In Parliament yesterday Prime Minister John Key said the Government didn’t support it and Agriculture Minister David Carter had asked for urgent advice about how it was affected by the animal welfare code. (ed. we hope this is better for cows than for NZ’s sows in stalls)
Federated Farmers said the “so-called factory farming” cut costs, was environmentally friendly and would not tarnish New Zealand’s international reputation.”
Are they living on the same planet as the rest of us?
Ads like the above and images of “Anchor” cows merrily munching through acres of pristine green, green grass have been used for decades to sell NZ dairy to the world. It’s naive to imagine that the average consumer, who already searches out free range eggs and poultry in the supermarket and is starting to do the same with pork products, is going to buy dairy from cows kept in stalls for the majority of the year. One can only guess what these penned cows will be fed on…palm kernel cake perhaps? NZ already buys 1.1 million tonnes of the stuff, second only to the whole of the EC.
“We are lucky cows...”
Ah but wait…New Zealand has a precedent for this. Dairy “giant” Fonterra (who have ‘come out’ against the proposal) already has a 35ha Chinese farm in Tangshan, Hebei province, east of Beijing. 3000 Freisian heifers arrived on the farm from NZ in May 2008 and the herd now has more than 4858 animals. The cows are milked three times a day, producing enough milk to fill 2 30-tonne tankers each day. It is a containment system, not pastoral, so the cows live inside and do not graze grass. See “Fonterra’s feedlot farm in China underway“. The construction of the farm was managed by Beca International, an employee owned independent company founded in NZ over 8o years ago.
When John Key visited China recently with his “Gang of Seven” to drum up business for New Zealand the group included Fonterra chairman Henry van der Heyden and Beca Group chairman Robert Durrant. We leave you to draw your own conclusions.
And some farms in New Zealand already have the barns in place, one of them a north Otago dairy farm at Papapkaio near Oamaru. It’s only a 600 unit facility and there’s no indication of how long the cows will stay in the barn for each year. So are the current advertising campaigns already stretching the point?
“there’s no such thing as the great indoors, only our cows are free to roam all year round”
Given the massive profits that dairy farming, in both NZ and China, generates for the NZ economy every year the politicians’ objections sound like nothing other than political grandstanding.
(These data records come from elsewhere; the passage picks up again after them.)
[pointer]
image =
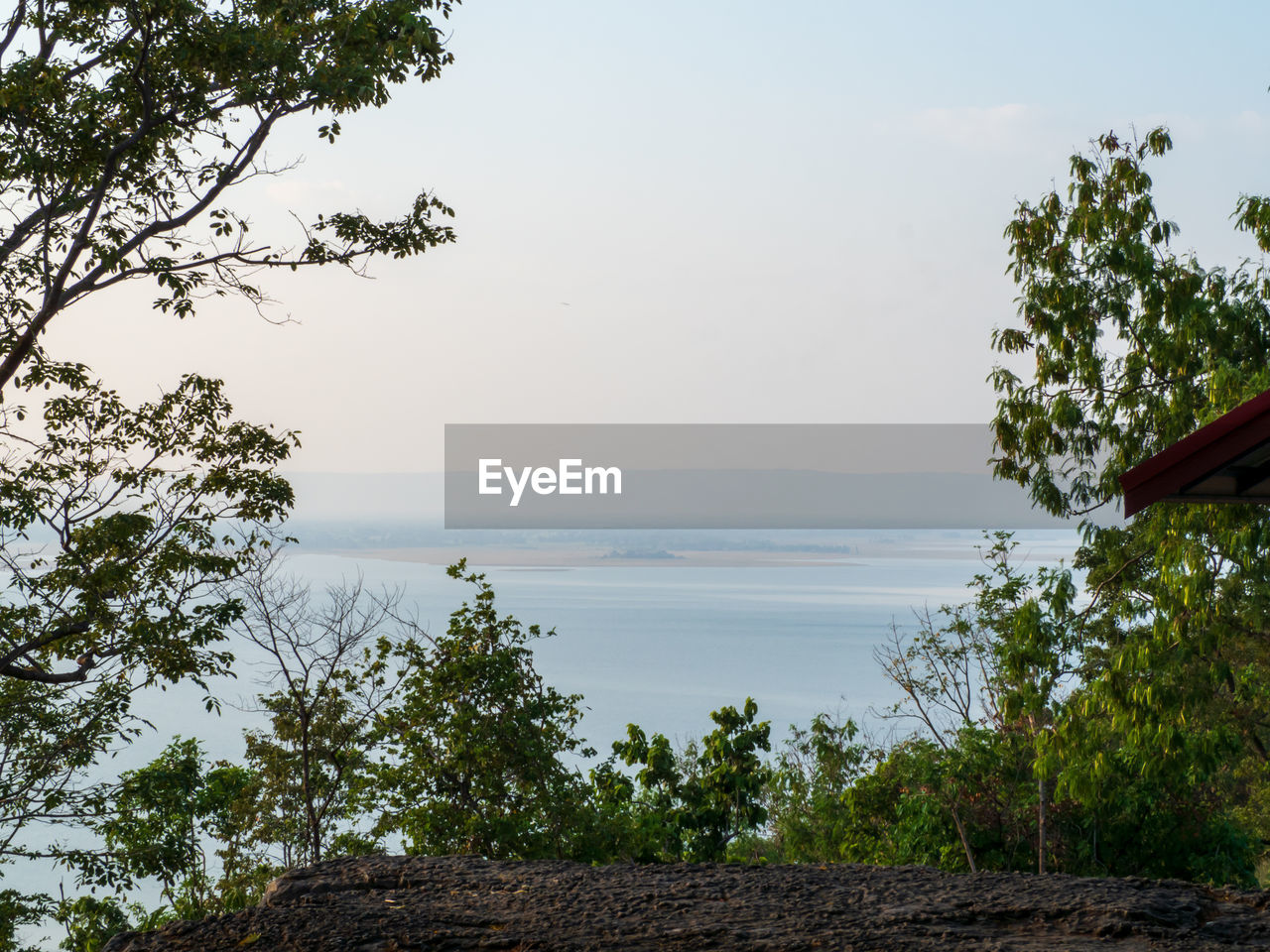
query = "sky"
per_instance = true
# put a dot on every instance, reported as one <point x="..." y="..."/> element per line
<point x="701" y="212"/>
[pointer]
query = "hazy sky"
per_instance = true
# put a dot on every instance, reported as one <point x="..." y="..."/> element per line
<point x="702" y="212"/>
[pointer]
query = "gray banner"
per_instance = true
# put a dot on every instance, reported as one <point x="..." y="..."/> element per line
<point x="797" y="476"/>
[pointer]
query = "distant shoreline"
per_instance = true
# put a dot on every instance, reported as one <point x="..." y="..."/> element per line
<point x="598" y="556"/>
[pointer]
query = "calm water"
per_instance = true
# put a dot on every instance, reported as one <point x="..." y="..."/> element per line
<point x="659" y="647"/>
<point x="665" y="645"/>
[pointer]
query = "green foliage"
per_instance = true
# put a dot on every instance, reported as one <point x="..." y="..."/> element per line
<point x="168" y="816"/>
<point x="690" y="806"/>
<point x="18" y="909"/>
<point x="1132" y="347"/>
<point x="116" y="527"/>
<point x="810" y="809"/>
<point x="476" y="739"/>
<point x="334" y="674"/>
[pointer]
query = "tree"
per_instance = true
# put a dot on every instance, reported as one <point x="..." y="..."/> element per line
<point x="114" y="529"/>
<point x="333" y="678"/>
<point x="475" y="742"/>
<point x="1129" y="347"/>
<point x="1133" y="348"/>
<point x="690" y="805"/>
<point x="125" y="127"/>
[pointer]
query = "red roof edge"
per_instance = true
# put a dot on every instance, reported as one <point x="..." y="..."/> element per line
<point x="1203" y="452"/>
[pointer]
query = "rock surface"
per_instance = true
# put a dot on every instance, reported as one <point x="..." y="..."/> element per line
<point x="393" y="904"/>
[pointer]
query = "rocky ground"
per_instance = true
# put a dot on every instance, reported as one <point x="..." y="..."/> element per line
<point x="389" y="904"/>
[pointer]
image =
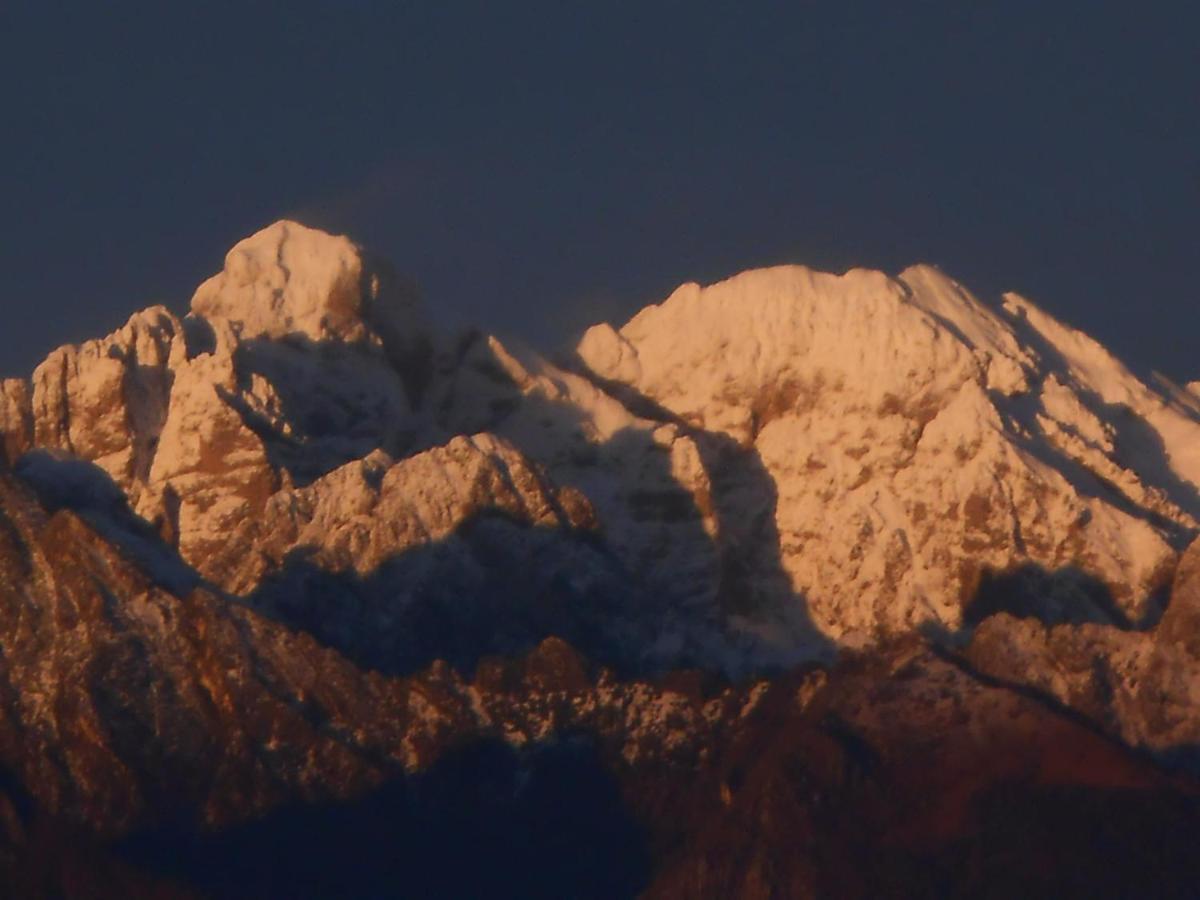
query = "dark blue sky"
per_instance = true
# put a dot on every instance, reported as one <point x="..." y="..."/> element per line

We predict that it is highly likely these plans will go ahead, and if the practice is shown to be successful many more farmers will follow suit.
* Southdown Holdings, Five Rivers, and Williamson Holdings (source)
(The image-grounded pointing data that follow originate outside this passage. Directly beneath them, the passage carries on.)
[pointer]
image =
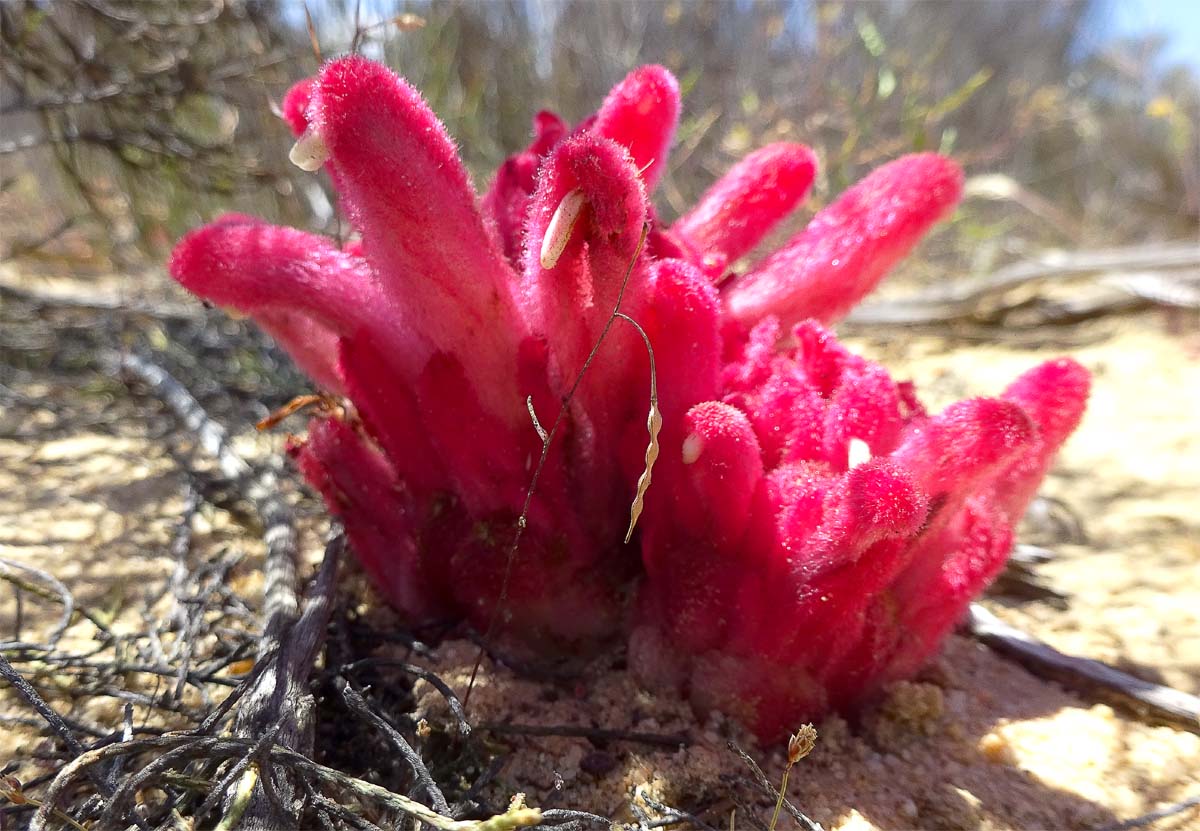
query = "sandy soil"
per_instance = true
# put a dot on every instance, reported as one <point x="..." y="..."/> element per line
<point x="89" y="492"/>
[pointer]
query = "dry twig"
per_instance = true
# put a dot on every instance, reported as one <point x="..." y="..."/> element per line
<point x="1143" y="698"/>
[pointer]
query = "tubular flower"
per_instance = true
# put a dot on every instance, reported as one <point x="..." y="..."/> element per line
<point x="811" y="532"/>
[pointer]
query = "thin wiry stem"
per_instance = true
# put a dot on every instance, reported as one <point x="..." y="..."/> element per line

TechniPharm design units for herds of 100-3,000 cows. The cost of a 600 cow unit is thought to be $2-2.5 million. The largest shed is 135m (1.5 times the length of a rugby field) by 34m – 5,000sqm (4,590 sqm to be exact) Based on the given figures for the maximum shed and herd sizes (5,000/3,000) that seems to equate to a space of 1.53 – 1.6 square metres per cow, not allowing for walkways and channels, which seems very small.
The argument that cubicled cows must be ‘happy’ otherwise they would simply stop producing milk is an invalid one – sows crammed into tight stalls bear multiple litters to full term and keep lactating despite their confined conditions and battery hens would’ve been phased out years ago if they failed to produce eggs.
See also: Cubicle dairy farmer fined 3 times:
“Cornelis Zeestraten, also known as Kees, is the director of Five Rivers Ltd, which wants to build seven dairy farms near Omarama, with plans to keep up to 7,000 cows in cubicle stables 24 hours a day for up to eight months of the year. Zeestraten is also the director of Union Station Dairies Ltd, which owns a Tussock Creek (Central Southland) farm that was fined $25,000 by the Environment Court in August for unlawfully discharging dairy shed effluent to land. The company was fined $5000 in 2004, and $15,000 in 2007, for similar offending.”